The couple, who Gaskins says were both foodies before Freeman was given a feeding tube, met, fittingly, at a barbecue in 2005. "He jumped up and asked if he could get me a plate of food," Gaskins recalled. "But we got to talking and I never got that plate." So Freeman visited Gaskins at her home the next day with food from the previous night, which included a dish of fried alligator. "It was his attention to detail that got me," Gaskins said. "I just thought he was a big teddy bear. He's physically in stature big, but he is so incredibly sweet."
The couple were together for one year when Freeman started to rapidly lose his vision. "He started dropping weight," Gaskins said. "Doctors said he was diabetic." But when Freeman's vision continued to worsen, Gaskins told him to go to the hospital. There, a doctor found a tumor in Freeman's brain so advanced it could not be removed.
"That word, inoperable, I couldn't understand what he meant by that. And I've been to college and graduated law school. It freaked me out. It was unimaginable," Gaskins said.
But Gaskins says it was Freeman's strength that carried the couple through difficult times. "He is so incredibly strong," she said. "He even drove himself to his chemo appointments. I was there for major appointments and whenever we got results, but for every appointment he drove himself." "He is my superman," she added.
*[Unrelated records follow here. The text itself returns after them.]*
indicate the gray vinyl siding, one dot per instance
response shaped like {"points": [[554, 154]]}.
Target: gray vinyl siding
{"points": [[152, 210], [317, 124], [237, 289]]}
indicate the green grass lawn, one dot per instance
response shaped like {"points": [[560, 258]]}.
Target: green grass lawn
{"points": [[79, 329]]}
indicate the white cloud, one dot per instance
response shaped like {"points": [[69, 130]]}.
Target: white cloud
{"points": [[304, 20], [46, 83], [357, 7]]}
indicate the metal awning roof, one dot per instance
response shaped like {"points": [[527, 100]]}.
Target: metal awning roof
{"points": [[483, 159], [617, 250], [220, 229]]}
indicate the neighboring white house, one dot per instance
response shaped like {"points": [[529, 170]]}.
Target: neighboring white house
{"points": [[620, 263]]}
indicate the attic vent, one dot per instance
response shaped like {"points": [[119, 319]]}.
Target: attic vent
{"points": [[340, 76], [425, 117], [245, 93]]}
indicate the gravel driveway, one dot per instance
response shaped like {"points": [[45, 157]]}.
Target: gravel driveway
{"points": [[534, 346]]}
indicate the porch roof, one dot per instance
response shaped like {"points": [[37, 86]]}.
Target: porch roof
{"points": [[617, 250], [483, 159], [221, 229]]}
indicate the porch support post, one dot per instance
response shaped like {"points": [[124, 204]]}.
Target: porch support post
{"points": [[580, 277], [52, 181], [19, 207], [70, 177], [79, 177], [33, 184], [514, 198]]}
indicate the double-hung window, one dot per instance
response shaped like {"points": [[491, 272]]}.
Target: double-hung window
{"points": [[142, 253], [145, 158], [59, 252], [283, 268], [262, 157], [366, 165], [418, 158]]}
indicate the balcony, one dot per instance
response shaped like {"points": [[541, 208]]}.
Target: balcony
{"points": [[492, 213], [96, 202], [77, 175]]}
Indeed, at their wedding last week in Philadelphia, Freeman wore a superman t-shirt and socks beneath his suit. As for the future, Gaskins has nothing but excitement.
"We used to be real foodies, but not anymore since Pierre got the feeding tube. Now we want to travel. He's really excited about the possibility to travel. We want to go to Italy, so we've been planning a way to make it happen."
In the meantime, she expects they'll be together for longer than doctors think. "It's just not his time. It's not his time. He has something to teach everybody, how to grow and how to overcome your problems even when you think they are insurmountable."